Why does a Snickers bar cost $2.67?
It’s a simple question, but impossible to answer precisely. From the top down, we might say that the price is determined by the supply and demand for chocolate, peanuts, and caramel (balanced against the thousands of other tasty alternatives). From the bottom up, we could try to analyze some fifteen raw inputs, manufacturing, wholesale, and retail costs and profits, and the state’s rake.
But endless variables confound even the sharpest pencils — profit motives, productivity improvements, inventory overhangs and discounts, local costs, human preference and expectation, and the immeasurable elasticity of supply and demand. And yet, a Snickers bar has a price; $2.67 at my closest convenience. Last year it probably cost less, next year it will likely cost more.
In 2024, $457 million of Snickers were sold in the United States — roughly 0.002% of Gross Domestic Product (GDP).
This is the problem with inflation. Stable prices are critical to economic stability and a key mandate of monetary policy in a fiat world. But we don’t really know why prices change. The economy is simply too vast, interconnected, and complex to model with precision. Absent perfect models, the ultimate arbiter is observation.
Today, as the concerns about inflation and monetary policy have once again come to the fore, the market has turned to obsessive observation. This week, the market received December Producer Price Index (PPI) and Consumer Price Index (CPI) data — both showing increases in YoY readings from the prior month. These figures were instantly sliced into their smallest components and measured against expectations in basis points. Outliers are identified and discarded. In the end, there was collective agreement that the data was “Good” relative to expectations. Stocks and bonds rallied on the hopes that the Fed will continue to cut.
But maybe we are losing the plot — lost in the weeds of soy lecithin. The endless dissection of monthly numbers ignores root causes — monetary aggregates, cyclical and secular trends, fiscal policy. Even if we can’t translate these forces into precise price changes, perhaps they still provide predictive value.
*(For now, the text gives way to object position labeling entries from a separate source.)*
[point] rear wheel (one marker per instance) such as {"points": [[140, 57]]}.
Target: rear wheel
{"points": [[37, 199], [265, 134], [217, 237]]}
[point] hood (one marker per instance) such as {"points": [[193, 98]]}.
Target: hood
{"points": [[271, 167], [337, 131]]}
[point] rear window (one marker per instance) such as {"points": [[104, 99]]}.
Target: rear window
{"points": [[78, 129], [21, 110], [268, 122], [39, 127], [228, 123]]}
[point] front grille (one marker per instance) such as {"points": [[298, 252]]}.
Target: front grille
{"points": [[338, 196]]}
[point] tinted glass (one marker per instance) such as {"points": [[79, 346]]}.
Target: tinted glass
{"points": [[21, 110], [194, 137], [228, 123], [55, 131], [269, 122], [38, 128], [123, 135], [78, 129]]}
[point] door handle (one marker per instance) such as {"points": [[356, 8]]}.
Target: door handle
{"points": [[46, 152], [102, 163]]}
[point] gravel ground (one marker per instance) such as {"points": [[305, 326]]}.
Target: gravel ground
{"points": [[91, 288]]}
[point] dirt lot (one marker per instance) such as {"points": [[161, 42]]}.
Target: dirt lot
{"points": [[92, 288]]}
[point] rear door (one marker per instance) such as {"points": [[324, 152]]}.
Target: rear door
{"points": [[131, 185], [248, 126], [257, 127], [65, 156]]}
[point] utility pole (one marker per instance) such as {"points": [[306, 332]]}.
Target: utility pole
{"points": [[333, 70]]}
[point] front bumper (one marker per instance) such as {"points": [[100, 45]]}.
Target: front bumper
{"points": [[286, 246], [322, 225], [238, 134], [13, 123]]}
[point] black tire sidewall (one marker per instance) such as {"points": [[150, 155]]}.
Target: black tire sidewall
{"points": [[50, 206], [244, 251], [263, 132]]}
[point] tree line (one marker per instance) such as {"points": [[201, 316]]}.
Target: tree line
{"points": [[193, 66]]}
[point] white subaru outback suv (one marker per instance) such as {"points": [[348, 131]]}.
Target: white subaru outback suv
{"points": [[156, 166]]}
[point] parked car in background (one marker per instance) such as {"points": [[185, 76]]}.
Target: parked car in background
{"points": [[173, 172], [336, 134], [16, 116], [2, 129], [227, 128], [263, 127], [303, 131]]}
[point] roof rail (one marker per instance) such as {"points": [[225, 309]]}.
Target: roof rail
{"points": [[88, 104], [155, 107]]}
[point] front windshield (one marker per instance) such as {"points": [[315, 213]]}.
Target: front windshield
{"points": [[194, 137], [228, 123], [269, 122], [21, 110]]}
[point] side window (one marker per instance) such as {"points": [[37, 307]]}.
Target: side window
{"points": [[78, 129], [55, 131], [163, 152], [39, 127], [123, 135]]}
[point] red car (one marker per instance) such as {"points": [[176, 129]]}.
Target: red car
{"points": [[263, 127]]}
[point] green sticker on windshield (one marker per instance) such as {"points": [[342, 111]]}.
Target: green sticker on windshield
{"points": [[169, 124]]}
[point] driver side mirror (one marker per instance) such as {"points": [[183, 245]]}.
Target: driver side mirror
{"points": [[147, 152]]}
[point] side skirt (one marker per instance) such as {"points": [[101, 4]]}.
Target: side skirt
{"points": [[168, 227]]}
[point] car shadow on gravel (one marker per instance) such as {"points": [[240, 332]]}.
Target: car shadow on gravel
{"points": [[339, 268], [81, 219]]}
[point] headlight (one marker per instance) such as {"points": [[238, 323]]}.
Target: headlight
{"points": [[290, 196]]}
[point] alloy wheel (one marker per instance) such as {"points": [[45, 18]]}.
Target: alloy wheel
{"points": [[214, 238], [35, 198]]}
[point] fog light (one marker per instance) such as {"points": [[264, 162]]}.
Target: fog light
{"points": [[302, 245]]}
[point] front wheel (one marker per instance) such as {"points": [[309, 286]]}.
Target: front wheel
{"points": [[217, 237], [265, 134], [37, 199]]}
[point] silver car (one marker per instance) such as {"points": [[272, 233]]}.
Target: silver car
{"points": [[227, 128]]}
After all, the surge of inflation from 2021-2022 was not random. It was driven by a rapid expansion in money (however defined), expanding credit (bank, non-bank, and sovereign), and purchasing power (via fiscal transfers), against a backdrop of labor shortages and supply disruptions (energy in particular)1.
Likewise, the rapid disinflation from 2022 - 2023 was not “immaculate” but driven by a confluence of strong disinflationary forces. Money aggregates shrank and asset prices declined. Interest rates rose and risk spreads widened. Credit and capital markets closed. Labor markets cooled. Goods prices declined. Energy prices fell as production returned to pre-pandemic levels.
Yet even today, prices climb faster than at almost any point in the prior decade, certainly faster than the Fed’s 2% inflation target. And as we look forward, there are signs that the disinflationary trend may be ending.
Money, Credit, Assets
The official policy story is that the current monetary stance is restrictive and further cuts are compatible with ongoing disinflation towards a 2% goal. Reality suggests otherwise.
There was indeed a point in which policy was restrictive and helped lower inflation from its peak. But those days are behind us. Many measures suggest the maximum impact of this tightening cycle occurred almost two years ago in early 2023. Since then, the credit and capital cycle has been in an upswing.